第14回 岩手県滝沢市・盛岡市 チャグチャグ馬コ 前編 その2

チャグチャグ馬コは毎年6月第2週の土曜日と開催日が決まっているが、前日にリハーサルがある。参加者全員ではないが、一部関係者は本番と同じ衣装を身に着け、馬には馬装を施し、鬼越蒼前神社に集まる。
日本の原風景
厩舎の一つにお邪魔した。
訪れたのは大坪厩舎。重種やポニーなど20頭近くの馬が飼養されている。オーナーはチャグチャグ馬コに関わること50年。近隣の馬関係の重鎮であり、祭りの代表世話役のひとりである。ご高齢ではあるが、矍鑠とした様子と力強い話ぶりが印象的だ。

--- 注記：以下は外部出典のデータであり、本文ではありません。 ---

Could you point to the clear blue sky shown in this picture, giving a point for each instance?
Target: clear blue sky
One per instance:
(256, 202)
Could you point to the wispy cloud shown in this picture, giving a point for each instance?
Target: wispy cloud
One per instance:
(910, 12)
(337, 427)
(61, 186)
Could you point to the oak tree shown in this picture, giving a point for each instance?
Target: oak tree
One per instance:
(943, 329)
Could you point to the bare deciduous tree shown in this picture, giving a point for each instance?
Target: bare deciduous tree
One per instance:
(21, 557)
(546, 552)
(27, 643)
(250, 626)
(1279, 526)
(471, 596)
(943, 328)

厩舎のスタッフたちにテキパキと指示を出していく。
馬装が終わり、お揃いの法被を着たスタッフたちに牽かれていく重種たち。厩舎から鬼越蒼前神社まで田んぼのあぜ道を進む姿はいにしえの風俗を今に伝える。一面に広がる田植え後の田んぼ、華やかな馬の行列、山の緑。絵に描いたような日本の原風景は「映える」ことこの上ない。
チャグチャグ馬コは日本の馬文化の中でもかなり規模が大きいほうだが、それでも参加する馬の数は減っている。コロナ明けの2022年に再開したときは約50頭。往時は100頭以上の参加があったという。
神社に到着。馬を繋いで一息入れる。重種はサラブレッドなどの軽種と比べ、基本的には大人しいが、それでも油断はできない。ここまで本番前のリハーサルとしては上々だった。この後は、あすの無事を祈念して神社へのお参りを済ませ、付近を一回りして帰厩する予定になっている。

厩舎でそれぞれの馬に衣装を施す。

厩舎を出て鬼越蒼前神社へと向かう。

途中、田植えの終わった田んぼのあぜ道を進む。
群がるカメラマン
大坪厩舎の一行が鬼越蒼前神社に到着する頃、すでに境内は人々のざわめきで満ちていた。
実はこのリハーサルの際に公式の撮影会が開かれる。腕に覚えのあるアマチュアカメラマンが集まり、そこかしこでカメラの放列が生まれる。市主催のコンテストも兼ねているので、みんな最高の1枚を狙っている。
主役はいうまでもなく重種の血が入った馬たち。華やかな衣装で着飾ったその巨体は見栄えがする。
そして騎乗する子供たちだ。特に幼い女の子には人気が集中する。編笠に絣の着物といった「姉っこ姿」でにっこりと微笑む様子はまるで天使のよう。カメラマンの多くは年齢を重ねた人たちなので、孫を見るような目になる。
かくいう自分もカメラを片手に撮影の輪に加わる。関係者ではあるが、出すぎた真似はしない。あくまで同じ目線でシャッターを切る。
プライバシーに厳しい昨今、このゆるい感じがいかにも古き良き日本のお祭りといった印象で自分は好きだ。
「知ってる人はみんなこの日に来るんです。ベストショットが狙えるから」
関係者の話だ。

幼子の騎乗姿に群がるアマチュアカメラマンたち。

境内はカメラを構えた人でいっぱいになる。

カメラマンはみんな、こんな感じの1枚を狙っている。